En cuanto a la segunda víctima, que ya tenía 16 años cuando tuvieron lugar los hechos —dado que se produjeron una vez rota la convivencia familiar—, los episodios acreditados sucedieron en el domicilio que el acusado había establecido en otro municipio. En una primera ocasión, aprovechando que se encontraban solos en la terraza, el acusado introdujo los dedos en la vagina de la chica. El último episodio, el que finalmente desencadenó la denuncia, se produjo el 10 de febrero de 2023 alrededor de las 21.30 horas: el acusado la cogió por los brazos por detrás, la empujó hasta su habitación, la echó encima de la cama y, inmovilizándola con su peso, refregó su pene contra las nalgas de la menor mientras le tocaba los genitales por encima de la ropa. La chica intentó liberarse en varias ocasiones sin poderlo conseguir.
El caso presentaba elementos probatorios de una solidez poco habitual en este tipo de delitos, que generalmente se cometen en la intimidad y sin testigos directos, como es el caso de un video de uno de los episodios en el sofá. La grabación fue obtenida precisamente porque la madre, en un primer momento, se negaba a creer el que sus hijas le explicaban, y les pidió pruebas.
En cuanto a la primera víctima, los hechos fueron tipificados como un delito continuado de agresión sexual a menor de 16 años con prevalencia, con una pena de ocho años de prisión. Para la segunda, el delito tipificado es uno de agresión sexual continuada con prevalencia e introducción de miembros corporales, con una pena de 11 años de prisión.
En ambos casos, el tribunal apreció la prevalencia —circunstancia que implica aprovecharse de una situación de superioridad sobre la víctima— argumentando que el acusado había conocido a las chicas cuando tenían ocho años, había ejercido el rol parental durante siete años y era el padre de su hermana pequeña.
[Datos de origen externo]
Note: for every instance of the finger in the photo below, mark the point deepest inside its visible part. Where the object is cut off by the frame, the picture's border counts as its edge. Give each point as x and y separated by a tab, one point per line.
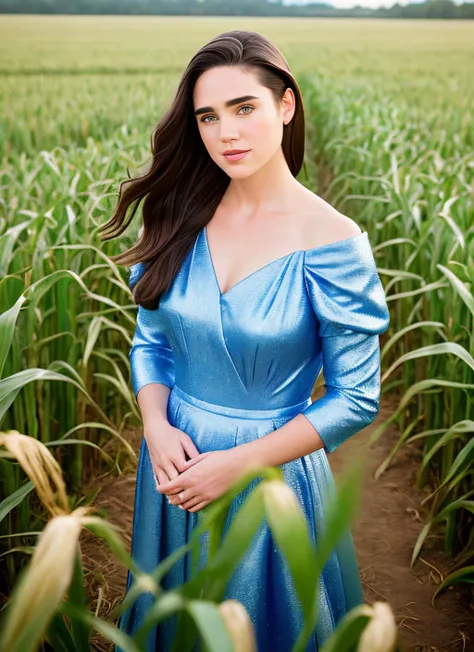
192	461
173	498
197	508
190	502
173	486
171	471
189	447
161	476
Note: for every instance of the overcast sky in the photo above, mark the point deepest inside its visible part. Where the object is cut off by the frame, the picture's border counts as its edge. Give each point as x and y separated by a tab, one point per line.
347	4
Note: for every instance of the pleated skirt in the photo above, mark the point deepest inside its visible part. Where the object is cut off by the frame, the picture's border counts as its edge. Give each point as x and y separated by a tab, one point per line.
262	582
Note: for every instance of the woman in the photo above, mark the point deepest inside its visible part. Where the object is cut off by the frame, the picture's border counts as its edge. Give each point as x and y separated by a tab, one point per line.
247	283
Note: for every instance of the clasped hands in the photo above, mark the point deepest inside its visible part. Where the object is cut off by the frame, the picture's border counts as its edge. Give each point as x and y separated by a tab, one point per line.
203	479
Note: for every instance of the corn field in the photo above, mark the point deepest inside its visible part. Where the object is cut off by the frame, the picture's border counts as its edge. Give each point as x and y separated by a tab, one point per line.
390	134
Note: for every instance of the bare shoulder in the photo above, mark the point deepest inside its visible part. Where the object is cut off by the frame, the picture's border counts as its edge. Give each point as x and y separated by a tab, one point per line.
326	225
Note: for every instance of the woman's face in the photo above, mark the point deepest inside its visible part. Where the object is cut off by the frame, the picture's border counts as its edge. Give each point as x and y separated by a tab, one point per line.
252	121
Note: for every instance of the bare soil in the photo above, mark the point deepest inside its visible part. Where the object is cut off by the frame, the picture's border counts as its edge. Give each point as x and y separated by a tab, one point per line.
385	530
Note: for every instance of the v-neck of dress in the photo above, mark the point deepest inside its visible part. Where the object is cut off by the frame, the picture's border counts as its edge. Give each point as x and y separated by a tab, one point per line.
272	262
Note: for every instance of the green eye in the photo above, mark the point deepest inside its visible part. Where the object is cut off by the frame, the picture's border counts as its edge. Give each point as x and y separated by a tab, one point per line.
246	106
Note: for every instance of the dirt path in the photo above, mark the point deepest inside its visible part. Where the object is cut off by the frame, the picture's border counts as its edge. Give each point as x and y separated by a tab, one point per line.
385	531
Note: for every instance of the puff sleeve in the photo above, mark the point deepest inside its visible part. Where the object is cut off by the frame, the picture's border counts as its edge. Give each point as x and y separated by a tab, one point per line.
349	301
151	357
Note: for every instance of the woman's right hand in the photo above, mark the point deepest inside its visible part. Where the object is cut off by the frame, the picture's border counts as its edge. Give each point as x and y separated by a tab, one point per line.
168	446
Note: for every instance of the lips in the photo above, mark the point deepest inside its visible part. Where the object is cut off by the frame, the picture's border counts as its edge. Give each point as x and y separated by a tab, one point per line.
236	155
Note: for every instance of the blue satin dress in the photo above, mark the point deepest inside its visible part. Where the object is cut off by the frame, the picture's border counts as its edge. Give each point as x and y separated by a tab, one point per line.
240	364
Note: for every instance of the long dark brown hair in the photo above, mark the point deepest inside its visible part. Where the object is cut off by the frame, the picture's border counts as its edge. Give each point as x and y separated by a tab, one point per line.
183	187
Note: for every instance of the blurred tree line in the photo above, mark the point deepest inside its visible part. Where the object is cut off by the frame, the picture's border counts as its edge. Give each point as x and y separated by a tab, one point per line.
431	9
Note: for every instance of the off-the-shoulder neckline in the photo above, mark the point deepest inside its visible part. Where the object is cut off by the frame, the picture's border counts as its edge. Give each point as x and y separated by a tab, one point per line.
306	252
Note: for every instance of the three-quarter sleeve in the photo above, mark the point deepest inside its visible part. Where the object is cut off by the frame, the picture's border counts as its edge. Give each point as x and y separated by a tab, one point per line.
151	357
350	304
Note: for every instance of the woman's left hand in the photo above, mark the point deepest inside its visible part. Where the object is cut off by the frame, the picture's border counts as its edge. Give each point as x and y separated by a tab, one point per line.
204	479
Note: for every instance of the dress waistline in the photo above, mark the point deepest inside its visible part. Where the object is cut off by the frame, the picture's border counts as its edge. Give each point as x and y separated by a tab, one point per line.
243	413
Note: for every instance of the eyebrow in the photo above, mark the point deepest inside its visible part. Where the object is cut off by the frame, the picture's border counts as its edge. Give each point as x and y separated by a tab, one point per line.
236	100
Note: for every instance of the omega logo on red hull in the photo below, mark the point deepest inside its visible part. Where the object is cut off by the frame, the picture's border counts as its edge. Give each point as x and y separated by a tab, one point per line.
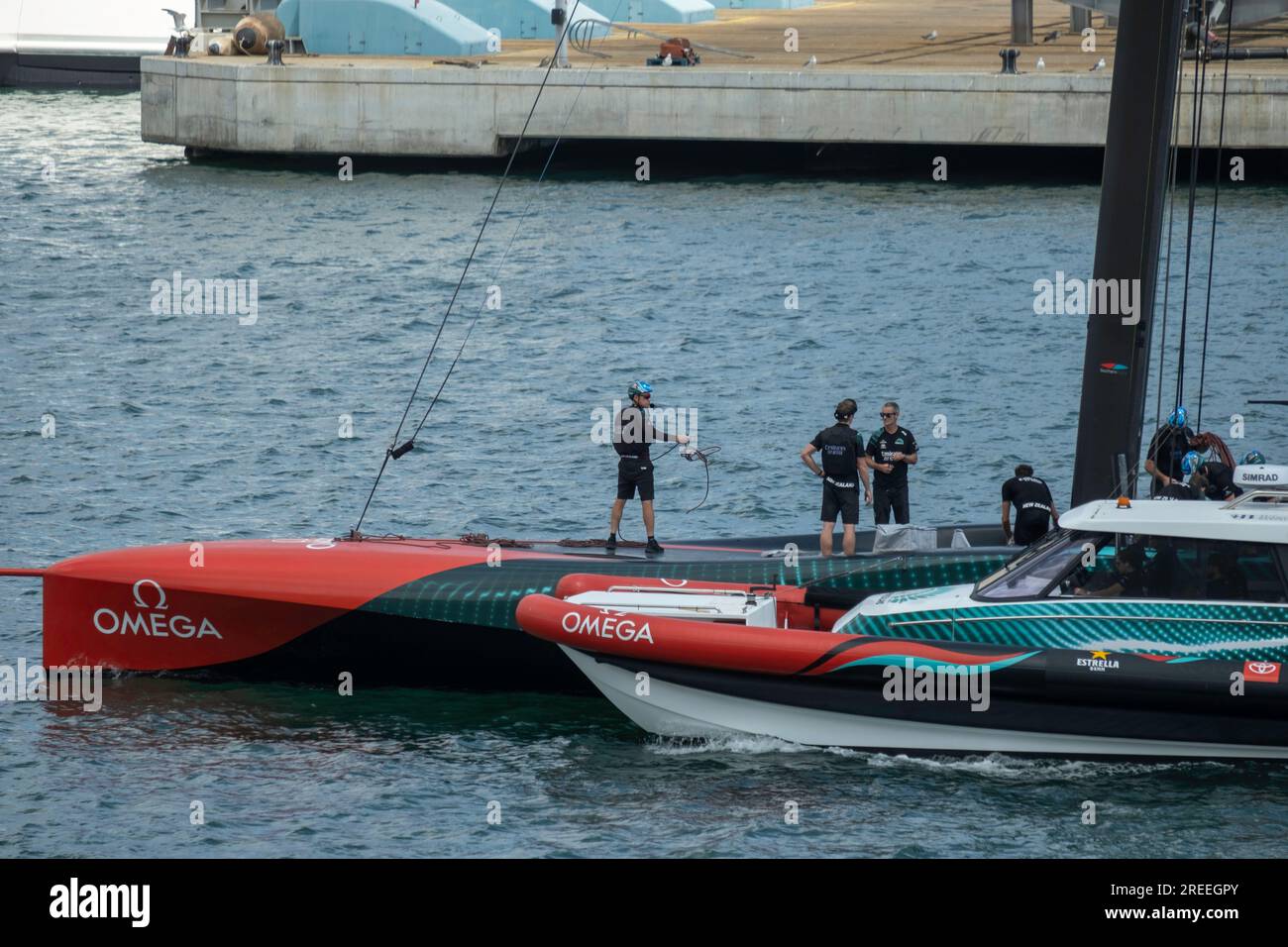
153	620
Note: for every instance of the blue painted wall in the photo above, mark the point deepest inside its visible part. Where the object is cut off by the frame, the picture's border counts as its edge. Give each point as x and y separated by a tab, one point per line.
382	27
522	20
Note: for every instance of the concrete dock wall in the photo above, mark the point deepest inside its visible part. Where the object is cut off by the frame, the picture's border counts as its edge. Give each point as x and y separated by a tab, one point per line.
399	108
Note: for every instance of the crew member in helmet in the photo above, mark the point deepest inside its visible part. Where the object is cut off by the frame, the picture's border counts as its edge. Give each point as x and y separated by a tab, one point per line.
1177	488
1211	476
632	433
842	458
1167	450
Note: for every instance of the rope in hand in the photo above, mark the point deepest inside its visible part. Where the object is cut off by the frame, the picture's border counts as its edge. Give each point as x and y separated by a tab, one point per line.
695	454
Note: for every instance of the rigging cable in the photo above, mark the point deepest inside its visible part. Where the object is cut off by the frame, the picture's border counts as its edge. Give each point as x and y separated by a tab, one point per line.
1216	196
394	451
1196	140
1171	221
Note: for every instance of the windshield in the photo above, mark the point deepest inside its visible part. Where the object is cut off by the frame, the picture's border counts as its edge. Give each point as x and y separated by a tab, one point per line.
1033	573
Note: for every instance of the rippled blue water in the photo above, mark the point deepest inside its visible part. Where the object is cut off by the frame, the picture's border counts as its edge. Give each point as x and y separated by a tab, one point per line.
194	427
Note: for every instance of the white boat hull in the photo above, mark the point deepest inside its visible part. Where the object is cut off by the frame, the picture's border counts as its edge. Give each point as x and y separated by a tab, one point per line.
674	710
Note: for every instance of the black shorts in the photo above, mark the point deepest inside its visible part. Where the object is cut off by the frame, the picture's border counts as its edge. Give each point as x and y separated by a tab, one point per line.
887	500
844	500
1029	530
634	474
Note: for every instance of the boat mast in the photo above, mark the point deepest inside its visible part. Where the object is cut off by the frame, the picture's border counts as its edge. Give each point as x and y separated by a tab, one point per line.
1132	196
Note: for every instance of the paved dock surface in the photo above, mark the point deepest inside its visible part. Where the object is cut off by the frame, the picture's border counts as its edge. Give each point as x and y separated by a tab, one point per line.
858	72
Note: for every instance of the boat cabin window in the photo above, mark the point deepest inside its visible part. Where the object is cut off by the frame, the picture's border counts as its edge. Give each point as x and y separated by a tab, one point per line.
1151	567
1031	574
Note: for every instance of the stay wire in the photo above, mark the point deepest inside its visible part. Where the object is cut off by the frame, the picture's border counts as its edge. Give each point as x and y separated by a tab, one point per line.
1171	222
550	158
1196	140
478	239
1216	197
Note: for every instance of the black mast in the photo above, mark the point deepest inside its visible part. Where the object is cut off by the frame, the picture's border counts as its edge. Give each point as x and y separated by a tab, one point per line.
1132	196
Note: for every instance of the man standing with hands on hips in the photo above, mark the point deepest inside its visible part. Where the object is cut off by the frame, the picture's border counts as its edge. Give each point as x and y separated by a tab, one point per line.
842	460
892	450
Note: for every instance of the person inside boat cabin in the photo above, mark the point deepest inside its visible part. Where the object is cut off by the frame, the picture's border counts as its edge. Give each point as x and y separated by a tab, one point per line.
632	433
1127	577
842	458
890	451
1034	509
1167	451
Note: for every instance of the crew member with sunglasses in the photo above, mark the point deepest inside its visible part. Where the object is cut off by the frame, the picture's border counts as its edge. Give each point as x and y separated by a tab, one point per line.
632	432
892	450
El tribunal señala que este vínculo afectivo y familiar constituye una agravante moral de la conducta, independientemente de que en el caso de la segunda víctima los hechos se produjeran una vez rota la convivencia.
A las penas de prisión se añaden 10 años de libertad vigilada y las prohibiciones de aproximación a las víctimas —a menos de 1.000 metros de cualquier lugar que frecuenten— y de comunicación por cualquier medio, durante un periodo de siete años adicional a la pena de prisión impuesta a cada una.
En concepto de responsabilidad civil, el tribunal ha condenado el acusado a indemnizar a cada una de las dos víctimas con 20.000 euros, distribuidos en 10.000 euros por daño moral y 10.000 euros por las lesiones psicológicas acreditadas, a las cuales se aplicarán los intereses legales correspondientes.